作者
Melissa Davis,Nikita Nikita,Krupa Gandhi,Scott W. Keith,Sarah Gordon,Rebecca Hartman,Swapnil Sharma,Amy L. Shaver,Grace L. Lu‐Yao
摘要
Abstract Background: While ICIs have revolutionized NSCLC management, studies regarding real-world ICI uptake are limited. Before ICIs became the standard of care, NSCLC research uncovered inequities in treatment outcomes by race and other social determinants, like rurality. It is unclear if similar disparities exist for ICI treatment. This population-based study aims to investigate differences in ICI treatment uptake by race and rurality among late-stage NSCLC patients.

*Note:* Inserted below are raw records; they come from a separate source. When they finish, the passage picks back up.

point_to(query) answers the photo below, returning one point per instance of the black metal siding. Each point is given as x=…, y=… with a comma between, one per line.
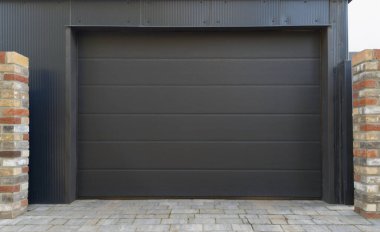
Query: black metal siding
x=36, y=29
x=149, y=126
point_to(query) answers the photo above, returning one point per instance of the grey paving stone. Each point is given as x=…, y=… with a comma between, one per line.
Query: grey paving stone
x=229, y=221
x=241, y=227
x=35, y=228
x=202, y=220
x=188, y=215
x=189, y=227
x=369, y=228
x=62, y=228
x=147, y=221
x=217, y=227
x=171, y=221
x=292, y=228
x=278, y=221
x=153, y=228
x=343, y=228
x=58, y=221
x=300, y=222
x=11, y=228
x=267, y=228
x=258, y=221
x=315, y=228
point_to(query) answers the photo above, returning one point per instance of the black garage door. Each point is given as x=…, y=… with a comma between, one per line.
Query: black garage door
x=199, y=114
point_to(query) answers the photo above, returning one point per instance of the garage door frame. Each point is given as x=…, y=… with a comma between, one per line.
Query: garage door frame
x=327, y=112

Methods: Patients ≥ 66 years diagnosed with stage III or IV NSCLC, with continuous Medicare coverage ≥ 12 months prior to diagnosis, were identified using the SEER-Medicare database. ICI treatment uptake was analyzed between January 1, 2014 and December 31, 2019. A multivariable logistic regression model was used to assess the likelihood of receiving ICI treatment, adjusting for age, year of diagnosis, sex, race, rurality, Charleson comorbidity index, cancer histology, dual eligibility for Medicaid, and state buy-in to Medicaid. Race was self-reported. Rurality was identified using SEER’s Rural-Urban Continuum Codes 04-09. Results: Of the 18, 083 patients identified with NSCLC, 1, 316 (7.38%) were Black and 15, 972 (88.34%) were White; 3, 230 (17.86%) lived in rural areas and 14, 853 (82.14%) in urban areas. ICI treatment uptake increased from 8.70% of patients diagnosed in 2014 to 31.35% in 2017. ICI treatment rates were 15% lower in Black patients compared to White patients, and 25% lower for rural residents compared to urban residents (Table 1). No significant difference was found comparing patients of other races to White patients. (Table 1). Conclusion: This population-based study documented increasing ICI usage over time, with significant rural-urban and racial disparities in treatment. These findings highlight the need to implement initiatives addressing rural and racial differences in both accessing ICI treatment for NSCLC and improving overall treatment equity. Citation Format: Mary T. Davis, Nikita Nikita, Krupa Gandhi, Scott W. Keith, Sarah Gordon, Rebecca Hartman, Swapnil Sharma, Amy Shaver, Grace Lu-Yao. Urban-rural and racial disparities in the utilization of immune checkpoint inhibitor (ICI) treatments for non-small cell lung cancer (NSCLC) [abstract]. In: Proceedings of the American Association for Cancer Research Annual Meeting 2025; Part 1 (Regular Abstracts); 2025 Apr 25-30; Chicago, IL. Philadelphia (PA): AACR; Cancer Res 2025;85(8_Suppl_1):Abstract nr 3625.